AGENDA CULTURAL

24.12.15

A vida não era uma festa


Fim de ano é tempo de releituras, de repensar, de refletir 

Hélio Consolaro*

Já passei por 67 natais e anos-novos, mas nenhum foi igual ao outro, passei por alguns sem dar conta deles, por vários esperando o presente e por outros distribuindo-os. Parece uma obviedade escrever sobre isso, porque com você certamente não foi diferente, mas refletir e tirar lições nunca será inútil.

Na minha infância, não havia esse consumismo do presente, nem as condições financeiras da minha família permitia isso. Apenas me lembro que Natal e Ano-Novo eram momentos de tomar guaraná e dos homens ficarem bêbados, mas antes ia-se à igreja.

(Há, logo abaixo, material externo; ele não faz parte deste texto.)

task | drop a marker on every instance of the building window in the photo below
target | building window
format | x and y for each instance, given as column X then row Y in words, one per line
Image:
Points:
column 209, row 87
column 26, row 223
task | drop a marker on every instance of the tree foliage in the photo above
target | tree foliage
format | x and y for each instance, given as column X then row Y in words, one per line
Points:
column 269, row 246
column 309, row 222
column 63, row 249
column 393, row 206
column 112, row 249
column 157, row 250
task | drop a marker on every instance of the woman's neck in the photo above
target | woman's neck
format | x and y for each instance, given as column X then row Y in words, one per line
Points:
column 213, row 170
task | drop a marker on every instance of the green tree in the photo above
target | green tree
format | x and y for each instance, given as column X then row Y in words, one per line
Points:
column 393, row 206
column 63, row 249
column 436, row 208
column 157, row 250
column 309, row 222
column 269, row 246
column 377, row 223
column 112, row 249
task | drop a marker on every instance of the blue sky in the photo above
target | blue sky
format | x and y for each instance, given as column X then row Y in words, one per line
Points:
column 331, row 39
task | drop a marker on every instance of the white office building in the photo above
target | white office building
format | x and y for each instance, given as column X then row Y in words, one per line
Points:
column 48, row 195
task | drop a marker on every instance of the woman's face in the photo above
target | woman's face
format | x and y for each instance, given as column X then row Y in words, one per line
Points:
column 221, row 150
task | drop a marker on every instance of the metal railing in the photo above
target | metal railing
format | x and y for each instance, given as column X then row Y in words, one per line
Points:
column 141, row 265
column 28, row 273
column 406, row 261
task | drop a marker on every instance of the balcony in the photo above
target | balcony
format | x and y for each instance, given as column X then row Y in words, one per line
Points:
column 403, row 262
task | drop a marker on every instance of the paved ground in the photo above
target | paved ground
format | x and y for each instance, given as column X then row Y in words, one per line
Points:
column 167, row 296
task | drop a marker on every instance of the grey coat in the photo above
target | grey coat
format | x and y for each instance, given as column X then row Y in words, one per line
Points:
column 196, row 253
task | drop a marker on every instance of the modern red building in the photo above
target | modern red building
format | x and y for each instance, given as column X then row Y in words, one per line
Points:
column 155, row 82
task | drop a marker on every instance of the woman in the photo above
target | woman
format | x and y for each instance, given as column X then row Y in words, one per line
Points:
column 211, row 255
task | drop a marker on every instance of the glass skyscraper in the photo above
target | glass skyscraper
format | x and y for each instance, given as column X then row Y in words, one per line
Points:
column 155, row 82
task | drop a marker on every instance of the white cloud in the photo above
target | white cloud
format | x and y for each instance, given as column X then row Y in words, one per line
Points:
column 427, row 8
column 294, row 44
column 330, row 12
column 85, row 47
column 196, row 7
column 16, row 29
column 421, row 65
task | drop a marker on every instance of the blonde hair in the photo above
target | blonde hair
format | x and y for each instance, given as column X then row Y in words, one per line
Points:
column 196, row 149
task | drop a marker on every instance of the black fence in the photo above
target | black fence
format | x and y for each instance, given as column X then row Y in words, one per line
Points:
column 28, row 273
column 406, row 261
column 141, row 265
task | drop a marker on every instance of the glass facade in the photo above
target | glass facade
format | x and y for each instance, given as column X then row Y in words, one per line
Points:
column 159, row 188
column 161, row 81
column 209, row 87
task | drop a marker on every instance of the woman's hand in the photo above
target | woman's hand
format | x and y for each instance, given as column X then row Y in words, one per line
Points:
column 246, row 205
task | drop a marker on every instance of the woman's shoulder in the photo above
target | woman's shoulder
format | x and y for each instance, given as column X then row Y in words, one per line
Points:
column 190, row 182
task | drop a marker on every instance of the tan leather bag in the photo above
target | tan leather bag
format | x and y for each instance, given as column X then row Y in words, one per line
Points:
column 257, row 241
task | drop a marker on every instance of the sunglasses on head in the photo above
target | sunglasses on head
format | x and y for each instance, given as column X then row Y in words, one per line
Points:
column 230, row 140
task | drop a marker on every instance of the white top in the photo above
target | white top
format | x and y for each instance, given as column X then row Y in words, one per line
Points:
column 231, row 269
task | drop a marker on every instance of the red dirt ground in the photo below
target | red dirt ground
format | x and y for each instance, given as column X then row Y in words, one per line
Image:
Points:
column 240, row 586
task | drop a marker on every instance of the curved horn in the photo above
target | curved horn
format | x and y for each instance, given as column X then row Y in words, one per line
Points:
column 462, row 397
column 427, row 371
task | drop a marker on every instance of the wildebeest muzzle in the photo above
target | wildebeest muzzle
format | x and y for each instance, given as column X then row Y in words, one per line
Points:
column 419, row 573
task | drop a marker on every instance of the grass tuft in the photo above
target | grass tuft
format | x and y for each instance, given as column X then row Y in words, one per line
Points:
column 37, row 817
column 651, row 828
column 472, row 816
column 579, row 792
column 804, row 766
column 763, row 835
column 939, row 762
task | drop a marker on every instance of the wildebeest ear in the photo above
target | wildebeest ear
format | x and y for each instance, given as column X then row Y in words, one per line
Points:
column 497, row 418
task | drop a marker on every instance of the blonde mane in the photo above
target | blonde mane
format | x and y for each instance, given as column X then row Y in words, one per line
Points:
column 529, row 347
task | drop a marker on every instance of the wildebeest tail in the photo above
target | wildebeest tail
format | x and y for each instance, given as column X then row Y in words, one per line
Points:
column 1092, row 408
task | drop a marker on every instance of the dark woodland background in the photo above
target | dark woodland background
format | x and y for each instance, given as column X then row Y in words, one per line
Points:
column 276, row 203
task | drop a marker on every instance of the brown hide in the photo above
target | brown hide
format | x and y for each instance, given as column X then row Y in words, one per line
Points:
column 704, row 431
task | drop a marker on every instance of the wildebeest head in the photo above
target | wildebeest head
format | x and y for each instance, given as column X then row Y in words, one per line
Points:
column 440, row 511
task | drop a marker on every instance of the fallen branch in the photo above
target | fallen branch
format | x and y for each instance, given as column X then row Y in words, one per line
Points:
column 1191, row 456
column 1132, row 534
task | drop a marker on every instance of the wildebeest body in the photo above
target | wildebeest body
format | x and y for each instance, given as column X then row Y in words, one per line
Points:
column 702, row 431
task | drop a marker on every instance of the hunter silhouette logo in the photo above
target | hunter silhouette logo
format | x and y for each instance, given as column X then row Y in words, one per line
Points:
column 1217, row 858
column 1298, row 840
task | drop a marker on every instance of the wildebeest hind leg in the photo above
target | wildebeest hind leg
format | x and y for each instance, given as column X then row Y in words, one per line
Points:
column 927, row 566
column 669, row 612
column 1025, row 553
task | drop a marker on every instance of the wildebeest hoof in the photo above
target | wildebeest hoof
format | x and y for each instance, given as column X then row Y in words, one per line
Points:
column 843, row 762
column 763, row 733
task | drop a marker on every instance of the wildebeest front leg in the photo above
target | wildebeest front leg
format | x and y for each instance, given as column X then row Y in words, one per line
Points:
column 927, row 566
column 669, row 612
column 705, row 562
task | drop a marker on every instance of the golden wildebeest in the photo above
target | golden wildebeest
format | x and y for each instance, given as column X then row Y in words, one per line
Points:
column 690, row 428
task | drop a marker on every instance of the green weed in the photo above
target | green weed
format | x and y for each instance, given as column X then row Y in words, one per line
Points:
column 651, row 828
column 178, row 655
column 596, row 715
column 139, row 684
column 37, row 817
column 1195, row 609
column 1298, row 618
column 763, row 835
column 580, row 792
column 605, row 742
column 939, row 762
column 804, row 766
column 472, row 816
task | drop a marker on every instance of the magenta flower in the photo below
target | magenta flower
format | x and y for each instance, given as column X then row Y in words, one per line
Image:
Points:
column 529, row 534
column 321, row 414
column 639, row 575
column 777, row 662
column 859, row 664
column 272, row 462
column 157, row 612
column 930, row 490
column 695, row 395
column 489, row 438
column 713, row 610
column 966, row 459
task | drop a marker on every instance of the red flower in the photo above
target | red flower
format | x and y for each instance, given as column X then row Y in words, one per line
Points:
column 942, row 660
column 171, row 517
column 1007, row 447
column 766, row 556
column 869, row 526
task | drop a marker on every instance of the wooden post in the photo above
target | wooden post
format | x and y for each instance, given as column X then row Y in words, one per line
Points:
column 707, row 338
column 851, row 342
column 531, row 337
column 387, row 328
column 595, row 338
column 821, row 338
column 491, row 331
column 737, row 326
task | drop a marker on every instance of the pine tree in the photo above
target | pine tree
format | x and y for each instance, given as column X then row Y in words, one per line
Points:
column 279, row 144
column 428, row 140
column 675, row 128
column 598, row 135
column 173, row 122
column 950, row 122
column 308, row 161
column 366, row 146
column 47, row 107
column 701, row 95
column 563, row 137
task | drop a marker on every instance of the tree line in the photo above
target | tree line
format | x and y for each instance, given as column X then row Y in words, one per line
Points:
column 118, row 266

A vida não era uma festa como é hoje, que a qualquer momento se toma um refrigerante e bebe-se uma cerveja. O Papai Noel ainda não havia substituído o Menino Jesus, nem a Árvore de Natal desbancara o presépio.  Para se tirar uma fotografia, precisava ir  ao estúdio do fotógrafo. 

Não estou julgando, caro leitor, se agora é melhor ou pior. Naquela época éramos muito pobres, não mais pobres ainda porque éramos brancos. A minha cor facilitou a vencer a pobreza familiar.

Somos italianos que saíram da Itália em busca de comida no Brasil, melhoraram um pouquinho, compraram um sítio, mas deixaram os descendentes voltar à estaca zero. Então, não tenho saudades da infância, porque ela foi dura demais, embora a meninice seja esperta, dribla as barreiras.

Durante a minha vida juvenil, as festas de fim de ano também não foram boas, porque todos festejavam, pois a Coca-Cola já havia chegado, isso significa que a sociedade brasileira estava se americanizando,  e nós sem esse costume e sem dinheiro. O namoro ia até quando a garota dizia que queria visitar a minha casa. Festa de aniversário, imagine!


Casei-me, criei os filhos. A Helena tinha em sua vida os novos costumes de classe média brasileira. Dois professores juntos, a renda era até boa. Assim, adentrei o portal da classe média, porque o objetivo da família era vencer na vida pelos estudos. Então, sem receber presentes na infância e na juventude, passei a presentear meus filhos. Para mim, não era a repetição de uma grande emoção, mas uma obrigação social. A repetição do ato se dá com os netos.

Não vou pedir-lhe, caro leitor, que pense no Menino Jesus, o aniversariante do Dia de Natal, não estou fazendo catequese com este texto, mas que pense em você mesmo, como estou fazendo agora. Faça uma lista, como pede Oswaldo Montenegro em sua música, veja quem você perdeu e quem você ganhou nos últimos dez anos. Você melhorou? É mais gente? Venturoso 2016.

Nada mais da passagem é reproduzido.